Previous studies have used the approach of building models based on data immediately before outcomes such as death or hospital discharge, and then applying these models to earlier time points to predict prognosis [21]. Although this approach can identify factors directly associated with mortality and achieves good predictive accuracy near the outcome, it has not performed well for early prognostic prediction. Even among patients with COVID-19, at least 10 factors are associated with death, and their importance shifts over time: CRP and SpO₂ are more influential in the earlier phases, whereas β-D-glucan, platelets, and calcium become more important just before death. In patients with COVID-19, viral proliferation is considered the primary pathogenic mechanism during the first few days after onset, whereas the inflammatory response and coagulation abnormalities due to host immunity become the dominant factors after the first week [29]. This shift necessitates early administration of antiviral drugs and neutralizing antibodies during the initial phase, and the use of steroids and anticoagulation therapy after the first week [30,31]. For effective clinical decision-making based on the phase of hospitalization, it is essential to present mortality risk with distinct, phase-specific rationales.

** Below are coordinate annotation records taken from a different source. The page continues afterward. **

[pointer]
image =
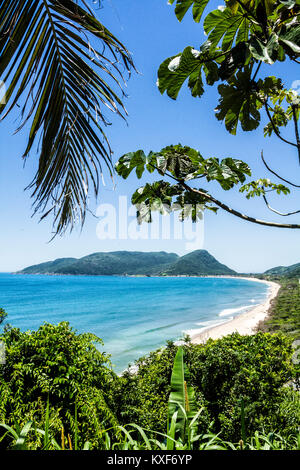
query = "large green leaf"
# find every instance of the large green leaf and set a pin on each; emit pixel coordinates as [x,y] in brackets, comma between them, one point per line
[290,39]
[182,6]
[239,103]
[65,87]
[226,26]
[190,64]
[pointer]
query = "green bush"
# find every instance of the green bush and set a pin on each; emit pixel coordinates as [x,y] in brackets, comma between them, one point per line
[226,374]
[56,364]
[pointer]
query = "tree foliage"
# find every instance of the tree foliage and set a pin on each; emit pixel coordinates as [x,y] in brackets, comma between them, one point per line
[242,36]
[64,69]
[58,366]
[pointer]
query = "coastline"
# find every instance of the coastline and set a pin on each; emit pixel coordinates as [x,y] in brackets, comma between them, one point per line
[244,323]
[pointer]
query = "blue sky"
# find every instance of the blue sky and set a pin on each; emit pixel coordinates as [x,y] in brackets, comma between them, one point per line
[152,33]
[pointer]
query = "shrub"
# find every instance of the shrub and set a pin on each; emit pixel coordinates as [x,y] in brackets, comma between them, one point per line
[56,364]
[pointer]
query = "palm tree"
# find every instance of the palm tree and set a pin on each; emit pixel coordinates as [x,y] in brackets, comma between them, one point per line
[63,68]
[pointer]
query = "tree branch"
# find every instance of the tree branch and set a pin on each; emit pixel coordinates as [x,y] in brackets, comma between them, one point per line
[276,174]
[296,129]
[275,128]
[277,212]
[229,209]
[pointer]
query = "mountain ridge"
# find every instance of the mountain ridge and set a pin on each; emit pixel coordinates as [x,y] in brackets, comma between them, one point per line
[198,262]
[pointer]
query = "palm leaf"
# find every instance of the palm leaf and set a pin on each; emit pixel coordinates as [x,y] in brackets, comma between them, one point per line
[64,86]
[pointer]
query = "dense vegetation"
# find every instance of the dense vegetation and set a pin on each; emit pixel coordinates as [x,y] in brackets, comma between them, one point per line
[199,262]
[239,384]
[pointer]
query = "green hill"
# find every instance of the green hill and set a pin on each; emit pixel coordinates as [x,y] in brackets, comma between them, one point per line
[288,271]
[199,262]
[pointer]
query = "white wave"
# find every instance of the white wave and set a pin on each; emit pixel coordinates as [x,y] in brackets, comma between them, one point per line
[196,331]
[232,311]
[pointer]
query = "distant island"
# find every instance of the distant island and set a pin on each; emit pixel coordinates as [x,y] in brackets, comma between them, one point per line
[196,263]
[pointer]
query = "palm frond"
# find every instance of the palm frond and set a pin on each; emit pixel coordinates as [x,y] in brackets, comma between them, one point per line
[66,69]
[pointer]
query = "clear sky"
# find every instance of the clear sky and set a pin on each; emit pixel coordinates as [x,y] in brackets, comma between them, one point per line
[152,33]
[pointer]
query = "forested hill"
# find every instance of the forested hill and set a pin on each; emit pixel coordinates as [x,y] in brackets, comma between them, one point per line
[199,262]
[288,271]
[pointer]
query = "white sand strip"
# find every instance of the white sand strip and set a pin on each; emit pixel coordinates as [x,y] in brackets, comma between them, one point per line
[245,323]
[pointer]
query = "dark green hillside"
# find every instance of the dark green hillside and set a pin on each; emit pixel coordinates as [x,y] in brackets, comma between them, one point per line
[115,263]
[50,267]
[199,262]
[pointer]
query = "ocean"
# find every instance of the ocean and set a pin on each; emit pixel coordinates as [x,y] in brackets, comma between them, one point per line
[133,315]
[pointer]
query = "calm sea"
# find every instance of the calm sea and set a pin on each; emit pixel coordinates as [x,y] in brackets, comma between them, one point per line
[132,315]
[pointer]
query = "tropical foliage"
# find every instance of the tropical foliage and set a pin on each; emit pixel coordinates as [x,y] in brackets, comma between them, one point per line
[242,36]
[64,70]
[58,391]
[55,365]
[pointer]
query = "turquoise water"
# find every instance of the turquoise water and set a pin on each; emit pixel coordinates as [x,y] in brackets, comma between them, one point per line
[132,315]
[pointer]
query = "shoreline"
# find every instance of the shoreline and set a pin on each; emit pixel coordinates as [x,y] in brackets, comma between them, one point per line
[244,323]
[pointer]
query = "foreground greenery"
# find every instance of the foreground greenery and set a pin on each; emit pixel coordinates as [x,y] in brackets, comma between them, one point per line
[58,390]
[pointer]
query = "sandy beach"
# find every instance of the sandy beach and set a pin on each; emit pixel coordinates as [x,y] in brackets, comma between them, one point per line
[244,323]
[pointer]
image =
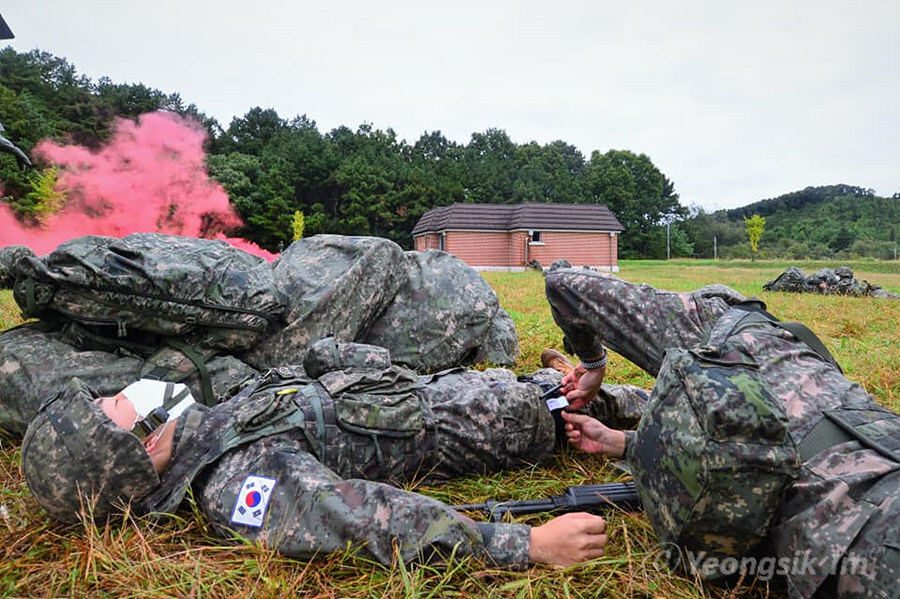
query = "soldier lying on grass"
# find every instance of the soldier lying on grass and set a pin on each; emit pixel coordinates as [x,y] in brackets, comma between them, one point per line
[290,459]
[754,444]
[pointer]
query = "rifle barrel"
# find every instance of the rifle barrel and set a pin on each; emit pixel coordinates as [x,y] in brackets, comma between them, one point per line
[577,498]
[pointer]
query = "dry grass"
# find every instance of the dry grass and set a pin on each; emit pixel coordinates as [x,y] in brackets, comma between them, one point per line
[182,558]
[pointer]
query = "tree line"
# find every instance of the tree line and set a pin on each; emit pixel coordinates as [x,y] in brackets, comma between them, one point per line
[366,181]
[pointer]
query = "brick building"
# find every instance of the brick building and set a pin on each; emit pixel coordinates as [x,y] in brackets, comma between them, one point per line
[510,236]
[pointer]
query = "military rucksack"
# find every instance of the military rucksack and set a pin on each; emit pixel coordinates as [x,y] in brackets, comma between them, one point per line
[208,291]
[712,457]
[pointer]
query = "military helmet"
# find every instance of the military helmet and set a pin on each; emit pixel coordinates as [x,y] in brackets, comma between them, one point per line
[76,460]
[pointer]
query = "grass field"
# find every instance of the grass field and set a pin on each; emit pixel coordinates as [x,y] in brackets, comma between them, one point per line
[182,558]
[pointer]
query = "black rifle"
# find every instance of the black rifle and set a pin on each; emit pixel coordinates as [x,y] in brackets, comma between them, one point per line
[583,498]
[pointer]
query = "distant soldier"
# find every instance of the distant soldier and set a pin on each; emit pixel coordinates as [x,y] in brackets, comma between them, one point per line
[753,443]
[827,281]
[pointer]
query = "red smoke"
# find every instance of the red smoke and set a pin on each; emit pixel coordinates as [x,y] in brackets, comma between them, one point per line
[150,177]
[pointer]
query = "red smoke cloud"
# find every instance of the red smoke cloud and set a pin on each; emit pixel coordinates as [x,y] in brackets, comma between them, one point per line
[150,177]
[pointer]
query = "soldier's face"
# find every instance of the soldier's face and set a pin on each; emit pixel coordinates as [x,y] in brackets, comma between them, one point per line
[119,409]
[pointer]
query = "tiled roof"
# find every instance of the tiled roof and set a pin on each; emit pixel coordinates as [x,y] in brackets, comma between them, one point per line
[509,217]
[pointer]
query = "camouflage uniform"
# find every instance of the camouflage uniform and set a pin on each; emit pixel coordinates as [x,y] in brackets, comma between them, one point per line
[324,499]
[845,502]
[827,281]
[26,381]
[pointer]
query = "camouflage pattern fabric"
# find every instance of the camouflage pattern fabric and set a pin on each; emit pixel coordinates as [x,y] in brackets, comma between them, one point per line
[156,283]
[619,406]
[712,456]
[828,509]
[9,257]
[26,382]
[326,355]
[442,316]
[334,285]
[74,455]
[827,281]
[639,322]
[319,504]
[501,347]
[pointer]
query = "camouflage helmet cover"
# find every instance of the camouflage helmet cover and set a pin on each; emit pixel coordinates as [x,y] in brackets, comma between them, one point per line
[75,459]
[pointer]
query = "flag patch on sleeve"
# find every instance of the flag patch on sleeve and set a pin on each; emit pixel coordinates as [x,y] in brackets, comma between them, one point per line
[252,501]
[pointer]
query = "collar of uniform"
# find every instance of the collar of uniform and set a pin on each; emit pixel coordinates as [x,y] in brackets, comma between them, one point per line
[187,424]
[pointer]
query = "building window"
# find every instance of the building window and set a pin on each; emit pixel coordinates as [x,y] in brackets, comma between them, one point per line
[534,238]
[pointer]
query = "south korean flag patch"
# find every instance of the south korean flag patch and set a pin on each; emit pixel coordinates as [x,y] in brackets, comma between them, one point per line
[252,501]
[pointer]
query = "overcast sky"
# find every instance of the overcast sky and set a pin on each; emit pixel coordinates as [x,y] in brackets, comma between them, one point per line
[733,101]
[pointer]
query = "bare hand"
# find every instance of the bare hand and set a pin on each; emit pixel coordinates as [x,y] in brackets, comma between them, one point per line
[581,386]
[568,540]
[592,436]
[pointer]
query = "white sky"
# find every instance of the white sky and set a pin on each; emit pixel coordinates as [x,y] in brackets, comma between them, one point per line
[733,101]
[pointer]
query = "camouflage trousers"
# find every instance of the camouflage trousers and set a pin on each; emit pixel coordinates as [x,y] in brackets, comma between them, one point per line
[844,505]
[637,321]
[321,476]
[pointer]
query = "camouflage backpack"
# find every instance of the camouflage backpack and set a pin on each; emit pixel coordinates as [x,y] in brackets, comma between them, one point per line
[208,291]
[713,455]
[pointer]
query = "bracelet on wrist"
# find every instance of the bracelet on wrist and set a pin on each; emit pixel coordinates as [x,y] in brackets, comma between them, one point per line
[595,364]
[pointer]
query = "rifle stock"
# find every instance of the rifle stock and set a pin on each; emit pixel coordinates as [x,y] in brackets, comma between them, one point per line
[583,498]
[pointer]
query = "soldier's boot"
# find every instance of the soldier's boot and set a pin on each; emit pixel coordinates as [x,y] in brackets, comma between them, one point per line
[550,358]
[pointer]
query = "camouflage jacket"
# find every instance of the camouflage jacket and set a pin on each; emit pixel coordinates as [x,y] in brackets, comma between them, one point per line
[308,489]
[846,502]
[26,381]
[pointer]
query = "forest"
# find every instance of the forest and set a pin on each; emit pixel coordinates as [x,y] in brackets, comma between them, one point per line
[366,181]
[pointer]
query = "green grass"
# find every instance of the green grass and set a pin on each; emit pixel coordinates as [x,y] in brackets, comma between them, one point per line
[182,558]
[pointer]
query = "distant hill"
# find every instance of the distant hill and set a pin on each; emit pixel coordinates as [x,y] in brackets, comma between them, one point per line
[832,221]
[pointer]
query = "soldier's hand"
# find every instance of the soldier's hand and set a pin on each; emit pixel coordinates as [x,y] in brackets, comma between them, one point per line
[568,540]
[592,436]
[581,386]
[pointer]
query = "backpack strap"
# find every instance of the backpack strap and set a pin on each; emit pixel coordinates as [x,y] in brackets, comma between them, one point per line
[199,361]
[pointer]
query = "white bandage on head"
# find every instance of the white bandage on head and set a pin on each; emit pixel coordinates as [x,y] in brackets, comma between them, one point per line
[146,395]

Our prognostic framework can be applied to various aspects of disease prevention and treatment. Early prognostic prediction immediately after hospitalization, which screens for potentially severe cases with high sensitivity, can be used to estimate the number of hospital beds and the amount of medical equipment required. Additionally, owing to the recent shortage of hospital beds, the number of patients receiving treatment at home is increasing, and cases of sudden deterioration or death during home care have become a cause for concern. By using the RSF model to identify early signs of mortality risk, it may be possible to reduce deaths during home treatment and ensure safer management outside the hospital. Coagulation factors, which are key predictors in the RSF mortality model, represent potent targets for early intervention. Heparin administration has been reported to improve the prognosis of severe DIC in patients with COVID-19 [32]. The RSF model may help determine the appropriate timing for initiating anticoagulation therapy and evaluate treatment effects over time.

Although our study utilized a retrospective dataset, we designed the model to simulate real-time clinical application by dynamically updating the CHF at each time point during hospitalization (eg, day t, t+1, t+2). At each time point, only clinical data available up to that day were used, thereby emulating real-world scenarios in which patient information accumulates sequentially. The RSF model recalculates risk scores daily, enabling the timely identification of clinical deterioration and supporting dynamic decision-making. This time-updating mechanism reflects the evolving clinical status of patients and is essential for informing appropriate interventions and care adjustments during hospitalization.

While our framework was developed using data from patients with COVID-19, the underlying approach—time-varying survival modeling with interpretable outputs—is applicable to other acute or chronic diseases characterized by dynamic clinical trajectories. However, we acknowledge that this generalizability has not yet been empirically validated. Future work should explore its application to other conditions, such as sepsis, pneumonia, or heart failure, using disease-specific datasets to evaluate the framework’s adaptability and robustness. To facilitate clinical integration, the model outputs could be embedded into electronic health record systems as real-time dashboards that display individualized risk trajectories and highlight contributing variables. For example, dynamic risk scores and SurvSHAP(t)-based feature summaries could be visualized alongside vital signs or laboratory trends to support triage decisions, early warnings, or escalation of therapy. Although we did not conduct a formal usability study, preliminary feedback from a small group of physicians who viewed the SurvSHAP(t) visualizations suggested that the temporal feature contributions enhanced their understanding of the rationale behind changes in risk over time. Future work should include structured surveys or qualitative interviews to assess how explainability tools influence clinician trust, understanding, and adoption in real-world settings.

In the interpretation of SurvSHAP(t) values, negative values indicate that a variable contributes to an increase in the predicted cumulative hazard, corresponding to a higher mortality risk. Conversely, positive values suggest a protective effect by lowering the predicted risk. SHAP-based feature importance, measured using both the mean absolute SHAP values (|SHAP|) and the mean aggregated absolute SurvSHAP(t) values, which average patient-level contributions over time, reflects the expected magnitude of each variable’s influence on the model output across all observations. This provides insight into how sensitive the model’s predictions are to each variable in aggregate and can be considered a model-based global sensitivity analysis method. In other words, a variable with a larger mean (aggregated) absolute SHAP value is expected to induce greater changes in the model’s output when perturbed, indicating higher sensitivity to that feature.

As an additional aspect of sensitivity analysis, we examined the impact of different missing data scenarios. Preliminary results showed that, although prediction performance occasionally improved slightly without imputation, SHAP analysis revealed that the model was leveraging whether certain symptom variables were measured, essentially using the pattern of missingness as a predictive case. This indicates that the missingness mechanism was likely not at random and may have been biasedly associated with patient outcomes. To prevent overfitting to such data collection artifacts and ensure that the model relied on clinically meaningful features rather than exploiting missingness as a proxy, we opted to train all final models on imputed data.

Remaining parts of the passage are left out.